Cut back to the preacher. Face serious, now, all fire and brimstone, sweat prickling on his brow.
" 'And I heard a great voice'", he hissed, " 'out of the temple, saying to the Seven Angels, "go your ways, and pour out the vials of the wrath of God upon the earth!"
" 'And the first went, and poured out his vial upon the earth; and there fell a noisome and grievous sore upon the men which had the mark of the beast; and upon them which worshipped his image!'"
The preacher wiped his brow, as if he'd been overcome then released from some powerful trance.
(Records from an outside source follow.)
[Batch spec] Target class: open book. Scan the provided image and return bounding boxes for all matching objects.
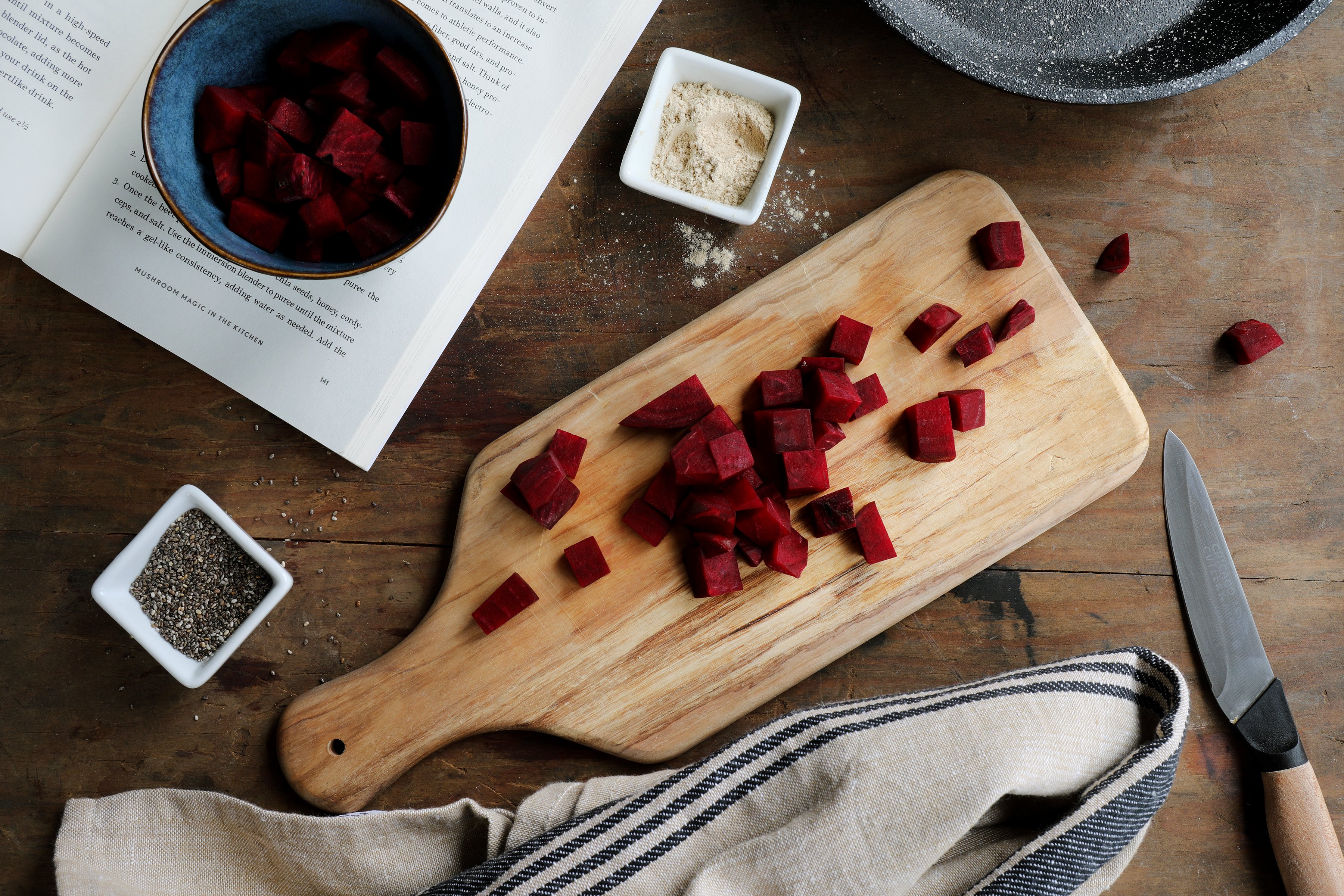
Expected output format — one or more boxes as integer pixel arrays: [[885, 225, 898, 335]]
[[0, 0, 657, 470]]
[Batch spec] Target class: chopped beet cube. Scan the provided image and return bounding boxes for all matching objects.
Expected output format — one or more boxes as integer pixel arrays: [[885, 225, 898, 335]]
[[906, 302, 961, 355], [243, 161, 276, 203], [1097, 234, 1129, 274], [564, 536, 612, 588], [808, 489, 853, 536], [781, 450, 831, 498], [695, 532, 738, 557], [849, 373, 887, 420], [276, 31, 313, 81], [672, 430, 719, 485], [313, 109, 383, 177], [976, 220, 1027, 270], [276, 153, 324, 204], [228, 196, 289, 252], [644, 463, 681, 519], [723, 477, 762, 510], [681, 544, 742, 598], [298, 193, 345, 242], [401, 121, 434, 165], [757, 371, 802, 407], [527, 480, 579, 529], [196, 87, 261, 156], [710, 430, 754, 482], [546, 430, 587, 480], [808, 370, 863, 423], [828, 314, 872, 364], [509, 451, 564, 509], [754, 407, 813, 454], [906, 398, 957, 463], [472, 572, 536, 634], [676, 492, 737, 535], [765, 529, 808, 579], [383, 177, 421, 218], [304, 22, 368, 71], [812, 420, 844, 451], [345, 211, 406, 258], [938, 389, 985, 433], [266, 97, 313, 144], [210, 146, 243, 203], [738, 536, 765, 568], [853, 504, 896, 563], [1223, 318, 1284, 364], [621, 376, 714, 430], [995, 298, 1036, 343], [621, 498, 672, 547], [374, 47, 430, 106], [953, 324, 995, 367]]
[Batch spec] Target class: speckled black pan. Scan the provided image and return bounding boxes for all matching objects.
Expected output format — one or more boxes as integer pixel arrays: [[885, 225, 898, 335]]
[[867, 0, 1331, 103]]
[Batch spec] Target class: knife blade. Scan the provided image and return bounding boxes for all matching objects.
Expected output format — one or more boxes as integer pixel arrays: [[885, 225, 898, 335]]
[[1163, 430, 1344, 896]]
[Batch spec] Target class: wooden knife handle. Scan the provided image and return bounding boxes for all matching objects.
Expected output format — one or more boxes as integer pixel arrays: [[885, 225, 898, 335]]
[[1261, 762, 1344, 896]]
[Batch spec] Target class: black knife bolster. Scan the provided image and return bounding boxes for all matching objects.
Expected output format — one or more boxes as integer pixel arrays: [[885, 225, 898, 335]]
[[1236, 678, 1306, 771]]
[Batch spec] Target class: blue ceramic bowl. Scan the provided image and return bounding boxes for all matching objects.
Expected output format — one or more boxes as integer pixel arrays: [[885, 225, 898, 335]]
[[141, 0, 466, 279]]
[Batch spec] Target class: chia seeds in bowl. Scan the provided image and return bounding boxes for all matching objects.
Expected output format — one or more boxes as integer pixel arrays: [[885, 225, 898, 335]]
[[130, 508, 274, 661]]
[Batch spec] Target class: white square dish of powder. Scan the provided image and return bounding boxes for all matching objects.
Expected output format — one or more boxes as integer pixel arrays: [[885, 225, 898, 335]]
[[649, 81, 774, 206]]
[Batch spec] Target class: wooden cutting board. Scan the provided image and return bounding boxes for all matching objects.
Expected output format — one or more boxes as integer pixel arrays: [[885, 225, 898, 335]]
[[278, 171, 1148, 811]]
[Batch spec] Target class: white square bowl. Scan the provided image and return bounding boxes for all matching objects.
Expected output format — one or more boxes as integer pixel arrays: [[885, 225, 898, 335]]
[[93, 485, 294, 688], [621, 47, 802, 224]]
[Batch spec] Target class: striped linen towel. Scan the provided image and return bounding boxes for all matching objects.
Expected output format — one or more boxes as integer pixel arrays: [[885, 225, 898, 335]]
[[56, 647, 1189, 896]]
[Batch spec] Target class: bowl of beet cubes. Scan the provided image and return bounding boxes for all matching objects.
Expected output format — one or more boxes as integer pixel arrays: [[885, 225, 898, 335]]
[[143, 0, 466, 278]]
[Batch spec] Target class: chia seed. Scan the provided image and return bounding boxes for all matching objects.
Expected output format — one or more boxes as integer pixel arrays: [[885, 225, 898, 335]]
[[130, 509, 273, 661]]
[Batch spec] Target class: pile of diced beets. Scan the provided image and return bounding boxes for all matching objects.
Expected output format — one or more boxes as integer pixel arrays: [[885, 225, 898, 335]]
[[195, 23, 455, 262]]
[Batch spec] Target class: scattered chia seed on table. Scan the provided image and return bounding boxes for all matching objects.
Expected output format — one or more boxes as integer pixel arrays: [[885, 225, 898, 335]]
[[130, 509, 273, 660]]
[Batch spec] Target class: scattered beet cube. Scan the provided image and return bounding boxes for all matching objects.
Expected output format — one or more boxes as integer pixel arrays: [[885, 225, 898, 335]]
[[1097, 234, 1129, 274], [210, 146, 243, 203], [938, 389, 985, 433], [812, 420, 844, 451], [849, 373, 887, 420], [996, 298, 1036, 343], [298, 193, 345, 242], [228, 196, 289, 252], [509, 451, 564, 509], [808, 370, 863, 423], [472, 572, 538, 634], [976, 220, 1027, 270], [757, 370, 802, 408], [621, 376, 714, 430], [754, 408, 813, 454], [953, 324, 995, 367], [765, 529, 808, 579], [906, 398, 957, 463], [1223, 318, 1284, 364], [681, 544, 742, 598], [621, 498, 672, 547], [564, 536, 612, 588], [546, 430, 587, 480], [853, 504, 896, 563], [828, 314, 872, 370], [781, 450, 831, 498], [808, 489, 855, 537], [644, 463, 681, 520], [906, 302, 961, 355]]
I stifled a yawn.
"Revelations!" He yelled. "Revelations 16, one and two! The prophet foresees the wrath of God, claiming to death and damnation all them miserable sinners and heathens he's marked! Marked on the inside, brothers and sisters! Marked in their very blood!"
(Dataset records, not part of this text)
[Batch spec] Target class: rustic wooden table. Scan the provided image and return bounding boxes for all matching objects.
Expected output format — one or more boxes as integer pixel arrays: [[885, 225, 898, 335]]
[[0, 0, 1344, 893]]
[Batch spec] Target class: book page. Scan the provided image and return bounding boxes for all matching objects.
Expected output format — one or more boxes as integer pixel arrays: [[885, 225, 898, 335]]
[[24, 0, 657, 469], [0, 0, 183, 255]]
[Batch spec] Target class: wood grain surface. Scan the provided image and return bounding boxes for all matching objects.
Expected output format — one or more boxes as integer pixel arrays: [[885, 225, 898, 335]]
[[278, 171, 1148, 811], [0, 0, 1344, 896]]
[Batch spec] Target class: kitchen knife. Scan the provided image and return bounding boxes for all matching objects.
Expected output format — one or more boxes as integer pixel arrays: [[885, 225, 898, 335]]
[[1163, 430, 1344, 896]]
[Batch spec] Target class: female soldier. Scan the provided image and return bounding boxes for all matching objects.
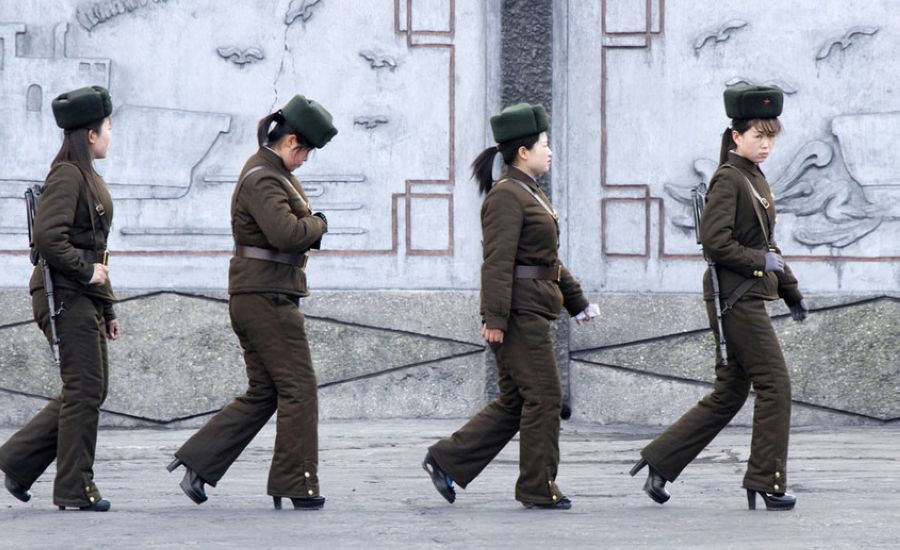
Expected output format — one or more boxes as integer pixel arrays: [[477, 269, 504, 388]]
[[168, 95, 337, 509], [631, 86, 807, 510], [0, 86, 119, 512], [422, 103, 593, 509]]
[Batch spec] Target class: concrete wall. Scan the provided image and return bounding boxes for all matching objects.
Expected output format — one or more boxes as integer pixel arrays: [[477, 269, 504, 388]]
[[0, 0, 900, 432]]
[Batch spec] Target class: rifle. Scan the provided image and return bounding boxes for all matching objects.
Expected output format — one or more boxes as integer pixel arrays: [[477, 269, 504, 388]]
[[25, 185, 60, 368], [691, 183, 728, 365]]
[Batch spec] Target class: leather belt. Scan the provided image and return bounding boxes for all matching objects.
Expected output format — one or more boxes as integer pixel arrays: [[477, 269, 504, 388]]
[[516, 265, 562, 282], [234, 245, 306, 268], [75, 248, 109, 265]]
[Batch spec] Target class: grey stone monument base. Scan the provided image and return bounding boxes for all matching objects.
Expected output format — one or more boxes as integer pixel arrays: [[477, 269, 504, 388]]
[[0, 289, 900, 428]]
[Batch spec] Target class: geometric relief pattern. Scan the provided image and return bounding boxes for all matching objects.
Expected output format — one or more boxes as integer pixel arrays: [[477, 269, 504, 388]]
[[571, 296, 900, 421], [600, 0, 900, 262], [0, 292, 484, 424]]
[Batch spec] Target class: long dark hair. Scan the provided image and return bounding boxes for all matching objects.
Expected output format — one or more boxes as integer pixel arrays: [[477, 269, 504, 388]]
[[472, 134, 540, 195], [50, 118, 106, 200], [719, 118, 782, 166], [256, 111, 313, 149]]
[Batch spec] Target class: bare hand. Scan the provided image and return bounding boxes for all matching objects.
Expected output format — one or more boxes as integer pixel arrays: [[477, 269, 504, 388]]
[[88, 264, 109, 285], [106, 319, 121, 340], [481, 325, 503, 344]]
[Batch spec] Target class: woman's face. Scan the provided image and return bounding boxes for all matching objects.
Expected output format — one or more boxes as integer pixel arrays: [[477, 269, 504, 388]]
[[731, 126, 776, 164], [519, 132, 553, 176], [88, 117, 112, 159], [278, 135, 309, 172]]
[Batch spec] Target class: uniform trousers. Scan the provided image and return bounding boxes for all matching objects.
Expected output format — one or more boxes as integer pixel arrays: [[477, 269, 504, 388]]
[[175, 293, 319, 497], [0, 289, 109, 507], [429, 311, 563, 504], [641, 298, 791, 493]]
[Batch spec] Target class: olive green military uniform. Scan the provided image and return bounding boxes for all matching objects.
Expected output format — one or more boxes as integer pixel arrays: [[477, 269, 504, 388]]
[[175, 147, 326, 497], [429, 167, 588, 504], [641, 152, 803, 493], [0, 163, 115, 507]]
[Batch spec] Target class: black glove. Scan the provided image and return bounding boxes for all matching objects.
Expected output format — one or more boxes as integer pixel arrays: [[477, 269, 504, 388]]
[[309, 212, 328, 250], [763, 252, 784, 273], [788, 300, 809, 323], [313, 212, 328, 233]]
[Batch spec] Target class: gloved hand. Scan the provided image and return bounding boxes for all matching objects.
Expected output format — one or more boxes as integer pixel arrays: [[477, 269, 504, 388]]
[[313, 212, 328, 233], [763, 252, 784, 273], [788, 300, 809, 323]]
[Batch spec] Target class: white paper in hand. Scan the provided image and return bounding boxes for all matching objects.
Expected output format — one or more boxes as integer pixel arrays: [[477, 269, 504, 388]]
[[575, 304, 600, 321]]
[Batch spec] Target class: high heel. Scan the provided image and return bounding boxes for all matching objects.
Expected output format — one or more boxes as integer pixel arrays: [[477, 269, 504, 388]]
[[630, 458, 672, 504], [4, 476, 31, 502], [166, 457, 184, 473], [272, 495, 325, 510], [59, 498, 112, 512], [747, 489, 797, 512], [166, 456, 209, 504]]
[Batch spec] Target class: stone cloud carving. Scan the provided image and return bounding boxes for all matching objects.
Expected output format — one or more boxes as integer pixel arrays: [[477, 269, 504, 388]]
[[216, 46, 266, 67], [816, 27, 878, 61], [353, 115, 388, 130], [359, 50, 397, 72], [75, 0, 168, 30], [284, 0, 322, 25], [694, 19, 747, 52]]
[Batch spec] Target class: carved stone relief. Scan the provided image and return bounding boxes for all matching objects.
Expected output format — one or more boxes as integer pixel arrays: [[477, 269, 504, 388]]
[[816, 27, 878, 61], [75, 0, 168, 31], [216, 46, 266, 67]]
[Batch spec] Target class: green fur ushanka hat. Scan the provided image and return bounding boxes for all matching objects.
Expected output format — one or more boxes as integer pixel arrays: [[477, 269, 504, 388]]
[[50, 86, 112, 130], [491, 103, 550, 143], [725, 86, 784, 119], [280, 95, 337, 149]]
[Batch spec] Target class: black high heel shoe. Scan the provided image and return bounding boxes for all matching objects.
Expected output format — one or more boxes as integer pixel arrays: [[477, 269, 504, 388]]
[[630, 458, 672, 504], [4, 476, 31, 502], [59, 498, 112, 512], [422, 452, 456, 504], [522, 497, 572, 510], [166, 458, 209, 504], [747, 489, 797, 512], [272, 495, 325, 510]]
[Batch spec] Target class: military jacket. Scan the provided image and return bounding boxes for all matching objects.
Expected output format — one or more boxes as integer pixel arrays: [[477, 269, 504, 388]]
[[481, 167, 588, 330], [700, 152, 803, 305], [28, 162, 116, 320], [228, 147, 326, 296]]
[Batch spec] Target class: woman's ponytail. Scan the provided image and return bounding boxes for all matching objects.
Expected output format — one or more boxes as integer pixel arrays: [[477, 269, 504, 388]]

He took a deep breath, and in the pause I glanced across the crowd beside me. None of them could stand still; quivering, hopping from foot to foot, shivering in elation.
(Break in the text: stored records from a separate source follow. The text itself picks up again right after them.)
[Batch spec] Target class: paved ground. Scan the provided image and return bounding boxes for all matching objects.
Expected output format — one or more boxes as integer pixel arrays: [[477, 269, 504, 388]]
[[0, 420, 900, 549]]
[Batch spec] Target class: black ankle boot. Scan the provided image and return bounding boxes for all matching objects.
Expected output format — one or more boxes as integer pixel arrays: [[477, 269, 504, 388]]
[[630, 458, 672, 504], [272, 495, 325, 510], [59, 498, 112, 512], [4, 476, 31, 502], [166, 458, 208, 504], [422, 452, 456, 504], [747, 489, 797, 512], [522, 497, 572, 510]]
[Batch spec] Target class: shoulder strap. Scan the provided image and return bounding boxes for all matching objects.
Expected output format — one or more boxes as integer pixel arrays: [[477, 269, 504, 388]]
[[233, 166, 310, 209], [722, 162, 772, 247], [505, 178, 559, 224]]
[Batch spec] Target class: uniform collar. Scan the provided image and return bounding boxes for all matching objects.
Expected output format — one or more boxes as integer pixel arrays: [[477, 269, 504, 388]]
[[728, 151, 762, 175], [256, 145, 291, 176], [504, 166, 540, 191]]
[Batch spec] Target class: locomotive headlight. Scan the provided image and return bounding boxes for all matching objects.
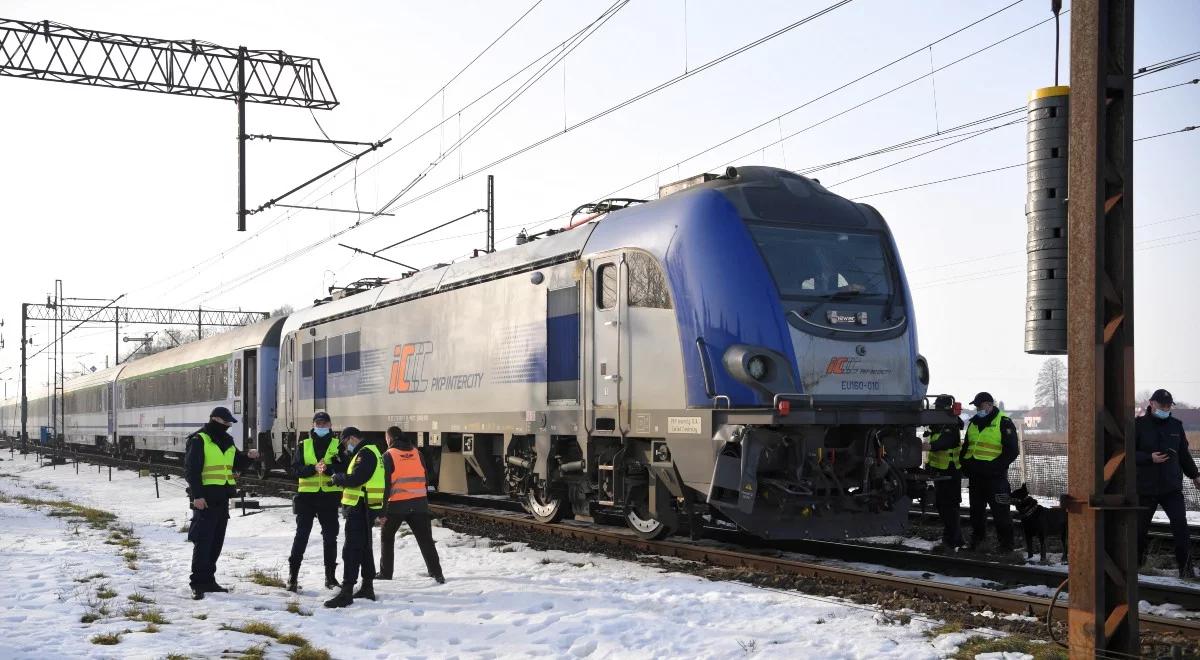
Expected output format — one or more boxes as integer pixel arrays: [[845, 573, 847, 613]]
[[746, 355, 767, 380]]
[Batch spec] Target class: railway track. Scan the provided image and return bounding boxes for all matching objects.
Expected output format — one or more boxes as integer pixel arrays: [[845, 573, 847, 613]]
[[9, 439, 1200, 640]]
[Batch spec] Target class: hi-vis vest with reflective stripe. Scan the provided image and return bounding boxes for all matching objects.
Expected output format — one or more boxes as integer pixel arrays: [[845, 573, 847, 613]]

"Brothers and sisters," the preacher said, "the righteous Cull swept across creation and took from us the means to pursue our iniquities, our selfish agendas, our unholy wars. It took away our great numbers, our great technologies, our great civilisations – ha! Amen! – and left us only with our spirit and our faith. He spared only those without the mark – the O-negs – and all others have perished! Science tells it! The Lord-ah explains it!"
Extreme close-up.
"All were Culled – except one! One great man, whose purity was so great, whose vision so intense, whose strength was so indomitable, that he withstood the mark placed upon his vile family of sinners, that he bore the pain of his ancestry with cheek turned, and was spared, alone in all the world, by the Lord on high!"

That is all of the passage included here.